My partner stayed in our local hospice for 6 weeks in Jan/Feb. This was following two bouts of pneumonia, two hospital stays, retiring and not having a care package in place, and in order to get him established on PEG feeding. Also, CJ husband had just passed away in the hospice, and I was really reluctant to leave L there. But we really had no choice. Things may be different in the US but some of the things I have learned:
- Majority of staff did not have much experience with ALS/MND and required training on all of the equipment (cough assist, NIV, PEG). This was done on site, with other from L’s team delivering it (e.g. respiratory nurse came to train staff on NIV). Despite training somebody did not plug the NIV to the mains so it ran out of power in the middle of the night. Luckily, L was able to push an alarm button, otherwise he would have suffocated. This brings me to my second point .
- Make sure Bruce can alert staff and that there is a reasonably short span between an alert and somebody coming in. We tried environmental controls (provided by hospice) which allowed L to raise an alarm but in the end settled for a large, switch like button, always securely taped by L’s side.
- Beware of ‘night sedation’, that is medication given to help people sleep. We have found that this was dished out relentlessly. And on particular type is really not good for MND patients as it suppresses their breathing a lot.
- Make sure they have equipment such as hoists, appropriate slings, shower chairs etc. We had to bring some of our own equipment and they were fine about it.
- Once L was settled and staff got used to him things fell into place. But I still went to see him 3 times each day (it was only 5 mins drive) and have kept an eye on everything (and there were issues along the way with the way his care was delivered).
- L found it difficult to see so many people die around him (about 15 in 6 weeks) but has kept up his spirits.
- Food was excellent, home cooked and available 24/7. And so was gin and tonic : )

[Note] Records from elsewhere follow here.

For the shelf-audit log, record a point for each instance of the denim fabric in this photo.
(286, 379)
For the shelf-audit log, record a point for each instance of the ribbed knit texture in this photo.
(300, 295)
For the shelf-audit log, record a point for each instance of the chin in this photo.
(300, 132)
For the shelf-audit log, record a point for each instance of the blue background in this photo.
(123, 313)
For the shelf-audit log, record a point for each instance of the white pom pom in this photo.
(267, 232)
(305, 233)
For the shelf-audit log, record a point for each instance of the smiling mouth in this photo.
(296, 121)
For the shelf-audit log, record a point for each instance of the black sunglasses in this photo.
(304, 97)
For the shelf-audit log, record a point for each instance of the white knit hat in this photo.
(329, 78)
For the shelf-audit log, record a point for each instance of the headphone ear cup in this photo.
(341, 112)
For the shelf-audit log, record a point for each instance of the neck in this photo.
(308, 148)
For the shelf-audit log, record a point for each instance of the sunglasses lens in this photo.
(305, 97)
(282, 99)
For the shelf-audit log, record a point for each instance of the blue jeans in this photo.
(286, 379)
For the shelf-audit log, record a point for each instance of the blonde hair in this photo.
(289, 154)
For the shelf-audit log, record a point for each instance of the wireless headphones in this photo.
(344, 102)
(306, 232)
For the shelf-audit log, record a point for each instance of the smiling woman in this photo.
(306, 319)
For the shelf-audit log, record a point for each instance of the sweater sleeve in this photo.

- Visiting hours were also 24/7.
I missed him terribly, took our son there every day (they had a family room) and I felt guilty. But I did get a few good nights of sleep and enjoyed just chilling out in the evening, having a glass of wine, catching up on correspondence... instead of embarking on a relentless bed time routine, night after night. His stay allowed me to have a break, for his care package to be arranged, as well as to learn what hospice stay entails, should we need to use them in the future.